I had a proper look around, these last couple of days, despite the crappy weather. And I realized: the humans around here should by no means be called krauts. True, that stuff is available at those market-like buildings, stored in tins (everything concerning human comes in tins). But I never once saw anyone actually eat it.
What they DO eat, constantly, is bread and sausages. It comes in various forms and tastes, and it is available literally everywhere. Humans enjoying their favourite pastimes (football, not internet-trolling) – who’s already there? A sausage-seller. a remote place, deep in the forest, a carpark, and? Right. Sausageman. Or Sausagewoman. the humans do not seem to mind who sells that stuff as long as they get it, preferably with a slice of bread and some green stuff called mustard. THAT is fantastic shit, I tell you. And it does funny things to the nose, when you eat at least a mouthful of it. I love it all.

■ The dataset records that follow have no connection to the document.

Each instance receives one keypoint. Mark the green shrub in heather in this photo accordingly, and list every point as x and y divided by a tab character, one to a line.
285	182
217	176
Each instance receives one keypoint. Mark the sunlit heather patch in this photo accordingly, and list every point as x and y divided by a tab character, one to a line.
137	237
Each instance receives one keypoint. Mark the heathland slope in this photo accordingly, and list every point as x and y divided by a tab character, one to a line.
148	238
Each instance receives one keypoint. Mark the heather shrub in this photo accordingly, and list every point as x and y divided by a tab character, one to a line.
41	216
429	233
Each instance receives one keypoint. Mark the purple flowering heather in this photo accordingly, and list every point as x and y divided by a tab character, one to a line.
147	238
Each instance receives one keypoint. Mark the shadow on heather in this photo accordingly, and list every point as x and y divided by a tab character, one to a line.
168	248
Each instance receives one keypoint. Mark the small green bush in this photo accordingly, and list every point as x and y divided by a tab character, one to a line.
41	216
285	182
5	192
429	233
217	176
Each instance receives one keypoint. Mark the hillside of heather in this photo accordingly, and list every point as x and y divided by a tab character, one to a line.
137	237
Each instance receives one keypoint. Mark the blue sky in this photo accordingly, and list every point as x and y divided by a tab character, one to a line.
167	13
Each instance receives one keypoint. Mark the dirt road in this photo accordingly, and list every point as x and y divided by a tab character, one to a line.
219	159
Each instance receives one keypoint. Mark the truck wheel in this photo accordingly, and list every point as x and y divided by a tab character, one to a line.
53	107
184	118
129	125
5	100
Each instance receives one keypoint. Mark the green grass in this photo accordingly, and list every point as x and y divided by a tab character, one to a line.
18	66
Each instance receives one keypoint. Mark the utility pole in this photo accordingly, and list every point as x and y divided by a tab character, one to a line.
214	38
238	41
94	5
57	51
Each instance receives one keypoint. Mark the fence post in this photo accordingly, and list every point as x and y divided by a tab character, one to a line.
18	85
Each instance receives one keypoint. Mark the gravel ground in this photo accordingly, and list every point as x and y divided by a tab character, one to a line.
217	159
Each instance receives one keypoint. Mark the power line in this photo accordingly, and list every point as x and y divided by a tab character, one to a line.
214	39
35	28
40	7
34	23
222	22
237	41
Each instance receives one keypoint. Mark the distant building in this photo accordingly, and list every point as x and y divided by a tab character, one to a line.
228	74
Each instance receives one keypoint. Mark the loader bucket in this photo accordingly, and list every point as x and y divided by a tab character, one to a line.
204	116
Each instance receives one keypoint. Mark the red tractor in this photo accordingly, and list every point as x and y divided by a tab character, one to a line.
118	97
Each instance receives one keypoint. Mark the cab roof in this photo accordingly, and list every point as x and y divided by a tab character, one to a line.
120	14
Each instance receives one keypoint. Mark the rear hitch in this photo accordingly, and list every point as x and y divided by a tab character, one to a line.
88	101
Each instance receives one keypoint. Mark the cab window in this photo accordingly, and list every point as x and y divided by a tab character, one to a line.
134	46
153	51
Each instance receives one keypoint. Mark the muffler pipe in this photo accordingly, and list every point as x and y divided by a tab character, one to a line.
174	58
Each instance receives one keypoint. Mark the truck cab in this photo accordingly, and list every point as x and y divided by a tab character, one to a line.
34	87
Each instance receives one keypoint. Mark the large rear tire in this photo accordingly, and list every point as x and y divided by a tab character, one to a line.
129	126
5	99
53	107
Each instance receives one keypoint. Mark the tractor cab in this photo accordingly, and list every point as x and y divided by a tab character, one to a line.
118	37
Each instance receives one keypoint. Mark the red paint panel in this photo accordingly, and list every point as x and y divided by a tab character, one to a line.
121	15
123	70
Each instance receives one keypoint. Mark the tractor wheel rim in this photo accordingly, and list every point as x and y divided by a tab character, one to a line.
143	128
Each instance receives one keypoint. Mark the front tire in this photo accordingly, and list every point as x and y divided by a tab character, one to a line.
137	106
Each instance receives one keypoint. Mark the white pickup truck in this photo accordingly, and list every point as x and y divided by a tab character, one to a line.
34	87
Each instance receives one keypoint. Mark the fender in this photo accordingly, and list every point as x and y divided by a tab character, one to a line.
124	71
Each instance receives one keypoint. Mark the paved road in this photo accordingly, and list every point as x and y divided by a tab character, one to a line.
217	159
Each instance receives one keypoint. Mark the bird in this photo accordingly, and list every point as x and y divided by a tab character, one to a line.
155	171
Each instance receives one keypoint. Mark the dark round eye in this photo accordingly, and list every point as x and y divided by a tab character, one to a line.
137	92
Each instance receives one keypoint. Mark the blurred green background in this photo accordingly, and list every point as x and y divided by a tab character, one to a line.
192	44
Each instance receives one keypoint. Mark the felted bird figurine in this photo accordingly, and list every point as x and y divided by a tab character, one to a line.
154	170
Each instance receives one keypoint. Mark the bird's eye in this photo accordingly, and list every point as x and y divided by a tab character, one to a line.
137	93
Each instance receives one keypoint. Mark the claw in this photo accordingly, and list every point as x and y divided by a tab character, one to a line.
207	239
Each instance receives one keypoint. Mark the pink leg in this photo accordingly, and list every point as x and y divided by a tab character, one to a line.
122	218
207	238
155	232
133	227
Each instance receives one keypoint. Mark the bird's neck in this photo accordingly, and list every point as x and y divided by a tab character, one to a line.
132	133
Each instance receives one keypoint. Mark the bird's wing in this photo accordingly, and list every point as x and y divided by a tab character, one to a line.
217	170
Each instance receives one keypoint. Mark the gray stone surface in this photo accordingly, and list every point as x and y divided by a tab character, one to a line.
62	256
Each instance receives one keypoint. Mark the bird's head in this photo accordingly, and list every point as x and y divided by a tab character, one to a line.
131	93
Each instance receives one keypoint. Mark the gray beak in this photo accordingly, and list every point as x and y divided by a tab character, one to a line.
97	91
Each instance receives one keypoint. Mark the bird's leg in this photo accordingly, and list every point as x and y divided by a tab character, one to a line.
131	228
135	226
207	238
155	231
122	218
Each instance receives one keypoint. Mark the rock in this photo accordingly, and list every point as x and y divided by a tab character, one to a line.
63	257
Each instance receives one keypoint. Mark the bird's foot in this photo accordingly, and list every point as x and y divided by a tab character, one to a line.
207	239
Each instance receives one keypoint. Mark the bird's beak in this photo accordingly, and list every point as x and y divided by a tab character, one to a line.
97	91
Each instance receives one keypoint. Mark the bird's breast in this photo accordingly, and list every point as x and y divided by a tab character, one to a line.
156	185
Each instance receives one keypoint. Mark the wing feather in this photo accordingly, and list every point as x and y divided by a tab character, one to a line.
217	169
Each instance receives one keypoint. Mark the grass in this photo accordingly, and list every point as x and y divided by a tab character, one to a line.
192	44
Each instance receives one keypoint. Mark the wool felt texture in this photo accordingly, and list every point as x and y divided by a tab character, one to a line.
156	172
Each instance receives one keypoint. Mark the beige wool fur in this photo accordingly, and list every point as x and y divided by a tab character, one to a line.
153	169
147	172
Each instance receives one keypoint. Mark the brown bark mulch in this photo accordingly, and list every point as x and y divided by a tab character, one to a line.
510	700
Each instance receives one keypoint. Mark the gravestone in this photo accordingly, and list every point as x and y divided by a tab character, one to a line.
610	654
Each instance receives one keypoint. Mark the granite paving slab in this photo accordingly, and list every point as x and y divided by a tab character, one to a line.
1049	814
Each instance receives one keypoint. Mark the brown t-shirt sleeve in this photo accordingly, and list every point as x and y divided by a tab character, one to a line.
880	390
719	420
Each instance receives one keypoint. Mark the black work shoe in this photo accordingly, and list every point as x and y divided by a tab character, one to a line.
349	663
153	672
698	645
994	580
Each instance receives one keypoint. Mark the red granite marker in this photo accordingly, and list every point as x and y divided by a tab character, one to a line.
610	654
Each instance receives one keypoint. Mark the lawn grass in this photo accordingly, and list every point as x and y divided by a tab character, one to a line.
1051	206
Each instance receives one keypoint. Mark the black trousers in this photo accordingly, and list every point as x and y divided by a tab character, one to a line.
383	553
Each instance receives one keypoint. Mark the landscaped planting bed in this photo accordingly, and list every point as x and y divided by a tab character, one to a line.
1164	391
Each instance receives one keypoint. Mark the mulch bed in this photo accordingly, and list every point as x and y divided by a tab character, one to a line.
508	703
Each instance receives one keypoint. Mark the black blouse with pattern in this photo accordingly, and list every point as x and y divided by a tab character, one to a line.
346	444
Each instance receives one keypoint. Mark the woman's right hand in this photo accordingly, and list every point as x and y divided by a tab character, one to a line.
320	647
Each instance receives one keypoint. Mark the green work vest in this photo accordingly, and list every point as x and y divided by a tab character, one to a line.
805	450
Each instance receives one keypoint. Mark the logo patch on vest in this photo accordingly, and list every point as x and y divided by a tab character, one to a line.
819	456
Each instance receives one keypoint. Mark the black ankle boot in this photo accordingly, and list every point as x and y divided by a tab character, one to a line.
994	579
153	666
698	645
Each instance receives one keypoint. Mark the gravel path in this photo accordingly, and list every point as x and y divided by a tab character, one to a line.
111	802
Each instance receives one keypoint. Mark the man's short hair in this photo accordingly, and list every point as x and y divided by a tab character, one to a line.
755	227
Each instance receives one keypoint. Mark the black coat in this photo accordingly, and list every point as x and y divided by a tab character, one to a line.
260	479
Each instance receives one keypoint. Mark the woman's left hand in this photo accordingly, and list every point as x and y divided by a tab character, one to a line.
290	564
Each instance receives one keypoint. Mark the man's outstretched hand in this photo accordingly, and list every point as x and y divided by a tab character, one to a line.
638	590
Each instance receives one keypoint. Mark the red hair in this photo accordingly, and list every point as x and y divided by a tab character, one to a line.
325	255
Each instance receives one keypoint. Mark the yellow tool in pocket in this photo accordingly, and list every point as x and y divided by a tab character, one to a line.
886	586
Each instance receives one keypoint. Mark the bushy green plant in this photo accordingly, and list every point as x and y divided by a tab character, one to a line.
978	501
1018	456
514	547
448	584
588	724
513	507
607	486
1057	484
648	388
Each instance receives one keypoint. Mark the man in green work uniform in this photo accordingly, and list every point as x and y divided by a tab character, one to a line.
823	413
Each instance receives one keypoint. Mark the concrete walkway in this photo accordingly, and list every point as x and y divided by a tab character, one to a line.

So, today I may proudly say I am a sausage-orc. With a mustard-mustache. Life is great. Fuck the rain.
Humans are stupid. It borders on a miracle that this species made it so far. That, or there are no real vampires in this world. But then why do humans believe in their existence? I had a somewhat irritating discussion (whenever I use the word ‘discussion’ consider it a battle of yelling) with she-human about the matter. We seemed to agree and not agree at the same time which is definitely too much to grasp for my poor little brain.
She has the odd habit of playing games where she pretends to be someone else but it is not the same as the humans in the theaters do (or so she says). It is called ‘role playing game’. In one of those games she pretended to be a vampire. She agreed with me that those are nasty buggers but also insisted that they do NOT exist in real life. I know for sure that they do, but maybe not in this world. The question remains how do humans know about vampires at all if they never existed around here? And how come they have such a wrong picture of those creatures? Trust me, they do NOT glitter. Ever. Except maybe if they fell into a decorated christmas tree. Which is not very likely. I might be able to imagine a situation where that could happen but not to such an amount that it caused reason to believe it made the whole species permanently glitter. You get my meaning. The thing is: if I understand that, how come humans don’t? Only possible answer: humans are stupid (see above) and – all together now – orcs are superiour.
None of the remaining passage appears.